By William J. Furney
ChatGPT may no longer “hallucinate” as much and give more accurate answers, especially to demanding questions, as the maker of the wildly popular virtual assistant has introduced new models that “think like a person” before they start talking.
Since its launch almost two years ago, in November 2022, and its lightning-fast use by tens of millions of people — from students wanting papers written to doctors looking for diagnoses — the artificial intelligence (AI) app has become notorious for making things up.
Maker OpenAI, backed by billions in Microsoft funding, acknowledged early on that its product was not always accurate, and continues to warn that “ChatGPT can make mistakes. Check important info.”
But this week OpenAI unveiled two new models that won’t rush into answering users’ queries, joining a stable of five that are both free and paid-for, at $20 per month. The new arrivals are called o1, for “advanced reasoning” and currently in preview mode, and o1-mini, which is “faster at reasoning”.
“We trained these models to spend more time thinking through problems before they respond, much like a person would,” OpenAI said in a statement. “Through training, they learn to refine their thinking process, try different strategies and recognise their mistakes.”
OpenAI said that during testing, “the next model update performs similarly to PhD students on challenging benchmark tasks in physics, chemistry and biology. We also found that it excels in math and coding.”
The San Francisco-based company headed by AI pioneer Sam Altman said that previous ChatGPT models, such as 4o, mostly failed to correctly answer questions in an exam for the International Mathematical Olympiad, an annual academic competition, scoring only 13 percent. But the new versions got 83 percent of the exam questions right.
Instead of the instant answers previous versions give, the new ones take anywhere from a few seconds to half a minute before giving a result, displaying a “thinking” notice while sorting through relevant information in its vast language database and deciding how best to answer.
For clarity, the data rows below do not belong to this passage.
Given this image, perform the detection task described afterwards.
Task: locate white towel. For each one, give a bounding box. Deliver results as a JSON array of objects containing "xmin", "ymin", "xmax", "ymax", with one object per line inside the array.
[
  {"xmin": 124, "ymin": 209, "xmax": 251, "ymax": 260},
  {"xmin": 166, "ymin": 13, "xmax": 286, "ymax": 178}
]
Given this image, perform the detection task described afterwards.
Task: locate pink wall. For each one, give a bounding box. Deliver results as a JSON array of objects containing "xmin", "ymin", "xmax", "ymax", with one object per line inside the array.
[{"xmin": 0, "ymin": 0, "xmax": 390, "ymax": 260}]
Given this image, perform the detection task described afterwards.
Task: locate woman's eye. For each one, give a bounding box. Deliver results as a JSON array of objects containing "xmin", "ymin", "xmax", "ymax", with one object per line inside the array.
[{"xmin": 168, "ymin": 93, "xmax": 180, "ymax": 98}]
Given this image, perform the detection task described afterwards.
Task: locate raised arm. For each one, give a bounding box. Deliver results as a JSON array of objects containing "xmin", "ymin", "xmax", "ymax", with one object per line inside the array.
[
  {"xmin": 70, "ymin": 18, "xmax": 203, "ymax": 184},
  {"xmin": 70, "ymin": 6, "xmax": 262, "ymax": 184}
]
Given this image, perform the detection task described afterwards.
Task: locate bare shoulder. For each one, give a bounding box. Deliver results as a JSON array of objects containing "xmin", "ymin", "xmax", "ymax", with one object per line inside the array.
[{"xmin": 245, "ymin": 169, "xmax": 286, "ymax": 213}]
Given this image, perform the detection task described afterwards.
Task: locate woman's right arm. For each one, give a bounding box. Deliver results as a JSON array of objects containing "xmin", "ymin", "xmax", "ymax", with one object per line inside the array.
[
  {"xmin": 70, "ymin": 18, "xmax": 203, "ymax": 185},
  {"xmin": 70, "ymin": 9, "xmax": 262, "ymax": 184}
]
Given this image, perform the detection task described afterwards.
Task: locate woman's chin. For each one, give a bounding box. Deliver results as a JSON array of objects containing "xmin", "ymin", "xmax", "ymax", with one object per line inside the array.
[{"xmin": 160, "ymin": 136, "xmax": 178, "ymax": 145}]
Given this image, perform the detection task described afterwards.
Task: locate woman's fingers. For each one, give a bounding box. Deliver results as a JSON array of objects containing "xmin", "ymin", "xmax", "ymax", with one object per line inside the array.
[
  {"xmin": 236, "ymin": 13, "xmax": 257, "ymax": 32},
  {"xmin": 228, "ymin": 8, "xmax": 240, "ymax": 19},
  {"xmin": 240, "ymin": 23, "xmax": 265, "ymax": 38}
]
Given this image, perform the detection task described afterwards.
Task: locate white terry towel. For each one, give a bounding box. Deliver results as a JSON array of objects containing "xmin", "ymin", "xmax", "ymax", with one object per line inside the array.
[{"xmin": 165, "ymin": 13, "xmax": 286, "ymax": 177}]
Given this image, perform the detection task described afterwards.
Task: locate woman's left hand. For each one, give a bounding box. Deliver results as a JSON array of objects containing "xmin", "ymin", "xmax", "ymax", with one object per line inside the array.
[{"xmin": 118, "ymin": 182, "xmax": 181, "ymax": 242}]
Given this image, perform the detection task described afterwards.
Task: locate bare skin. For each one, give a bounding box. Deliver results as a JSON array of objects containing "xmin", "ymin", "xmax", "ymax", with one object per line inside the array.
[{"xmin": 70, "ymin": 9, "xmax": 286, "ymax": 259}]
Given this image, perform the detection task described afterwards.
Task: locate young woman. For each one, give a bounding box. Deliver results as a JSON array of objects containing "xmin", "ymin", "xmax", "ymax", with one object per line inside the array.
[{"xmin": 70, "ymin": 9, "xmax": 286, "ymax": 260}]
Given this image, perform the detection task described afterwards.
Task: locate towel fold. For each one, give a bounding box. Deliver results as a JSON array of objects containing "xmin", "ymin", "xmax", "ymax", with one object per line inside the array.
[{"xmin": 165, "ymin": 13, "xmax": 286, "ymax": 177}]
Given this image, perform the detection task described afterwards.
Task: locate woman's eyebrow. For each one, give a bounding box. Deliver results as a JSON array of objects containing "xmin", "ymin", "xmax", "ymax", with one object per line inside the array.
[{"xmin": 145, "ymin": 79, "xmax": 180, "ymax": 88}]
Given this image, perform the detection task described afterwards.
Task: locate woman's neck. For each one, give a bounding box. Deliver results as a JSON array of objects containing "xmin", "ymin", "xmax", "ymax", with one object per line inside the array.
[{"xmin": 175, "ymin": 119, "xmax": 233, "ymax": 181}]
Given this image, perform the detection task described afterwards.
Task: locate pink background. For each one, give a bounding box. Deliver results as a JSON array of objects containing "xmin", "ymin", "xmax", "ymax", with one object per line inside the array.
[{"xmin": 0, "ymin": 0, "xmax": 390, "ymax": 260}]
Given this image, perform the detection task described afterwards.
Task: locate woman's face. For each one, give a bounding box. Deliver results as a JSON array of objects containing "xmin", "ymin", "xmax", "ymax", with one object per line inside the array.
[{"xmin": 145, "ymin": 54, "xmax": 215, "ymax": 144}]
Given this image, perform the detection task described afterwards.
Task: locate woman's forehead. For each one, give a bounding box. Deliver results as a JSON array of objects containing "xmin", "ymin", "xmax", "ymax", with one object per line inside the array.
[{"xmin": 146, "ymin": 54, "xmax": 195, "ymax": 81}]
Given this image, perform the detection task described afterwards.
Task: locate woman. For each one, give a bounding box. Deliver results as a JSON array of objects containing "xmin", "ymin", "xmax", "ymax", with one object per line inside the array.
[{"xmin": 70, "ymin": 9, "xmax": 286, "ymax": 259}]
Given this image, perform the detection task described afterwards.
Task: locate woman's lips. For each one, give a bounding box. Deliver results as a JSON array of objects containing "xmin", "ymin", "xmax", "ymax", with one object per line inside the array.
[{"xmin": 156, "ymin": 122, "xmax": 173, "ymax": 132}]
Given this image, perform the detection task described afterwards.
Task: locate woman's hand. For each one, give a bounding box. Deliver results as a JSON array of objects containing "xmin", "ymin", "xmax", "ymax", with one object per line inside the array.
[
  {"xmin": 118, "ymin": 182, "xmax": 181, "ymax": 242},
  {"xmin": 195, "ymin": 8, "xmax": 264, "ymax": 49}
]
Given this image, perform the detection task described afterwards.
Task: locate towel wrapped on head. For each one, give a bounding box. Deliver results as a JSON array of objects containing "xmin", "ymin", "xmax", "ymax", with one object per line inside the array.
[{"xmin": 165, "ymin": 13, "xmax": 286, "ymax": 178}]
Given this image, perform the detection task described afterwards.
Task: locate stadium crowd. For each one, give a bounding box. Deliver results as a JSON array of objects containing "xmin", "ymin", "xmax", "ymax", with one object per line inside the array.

For “complex reasoning tasks this is a significant advancement and represents a new level of AI capability,” said OpenAI.
It said the “enhanced reasoning capabilities may be particularly useful if you’re tackling complex problems in science, coding, math and similar fields.
“For example, o1 can be used by healthcare researchers to annotate cell sequencing data, by physicists to generate complicated mathematical formulas needed for quantum optics and by developers in all fields to build and execute multi-step workflows.”
The new models do not yet have the internet-searching and image-generation capabilities of previous ones, however, OpenAI said.